Il est assez facile de démontrer que la société humaine est trop complexe pour que les moyens de simulation disponibles dans les années 1970 puissent apporter des prédictions satisfaisantes.
Bien que ces résultats aient été ré-actualisés en 2012 pour bénéficier des progrès informatiques et des dernières observations, ils restent sujets à trois critiques : la complexité à simuler les comportements humains est encore aujourd’hui hors d’atteinte, les effets papillon dont il est impossible de prévoir l’issue existent aussi dans l’évolution des comportement sociaux et les biais des auteurs qui auront tendance à intégrer dans leurs simulations les effets avec lesquels ils sont en accord.
LES PROMOTEURS DE LA DÉCROISSANCE
Des responsables politiques ont récemment surfé sur ces prédictions, comme Benoît Hamon et Jean-Luc Mélenchon. Le plus souvent en dévoilant maladroitement leurs positions anticapitalistes. Même le pape a cru bon de donner sa bénédiction à la décroissance dans une ligne de défense des plus défavorisés et de critique du système économique mondialisé.

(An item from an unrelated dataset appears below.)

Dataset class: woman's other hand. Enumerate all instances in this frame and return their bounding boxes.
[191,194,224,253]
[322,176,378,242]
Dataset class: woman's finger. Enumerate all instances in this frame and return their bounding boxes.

Le Parti pour la Décroissance a présenté une liste aux européennes de 2019, faisant de la décroissance son seul et unique objectif. De plus en plus de voix s’élèvent pour récupérer ce label, mais sans en définir les modalités.
UNE IDÉE SANS IDÉES
Le plus troublant étant que la proposition s’arrête systématiquement là. Sans plus de développements, d’explications, de solutions, de propositions, ni de programme de mise en œuvre. Comme si la décroissance se justifiait comme une évidence suffisante à fournir les solutions guérissant les maux modernes.
Et pas seulement environnementaux, mais aussi sociaux, fiscaux et moraux. Le Parti de la Décroissance nous informe que « émancipation personnelle, partage, éthique » se sont rangés du côté de la décroissance et que le « déferlement technologique détruit aussi les liens sociaux ».
Voici donc une formule tout-en-un qui règle tout, sans plus d’explications. Malheureusement, le vide qu’elle masque difficilement, doublé d’une collusion régressive et anticapitaliste devrait nous mettre en alerte. Ne faisons pas la même erreur, faisons abstraction de ces égarements, focalisons notre analyse sur son objet : le PIB. Et posons-nous la question : est-ce que la décroissance est un remède efficace ?
Décroissance signifie diminution du PIB, donc diminution de la valeur produite. Celle-ci inclut les biens industriels, les biens agricoles et les services, auxquels il faut ajouter les investissements.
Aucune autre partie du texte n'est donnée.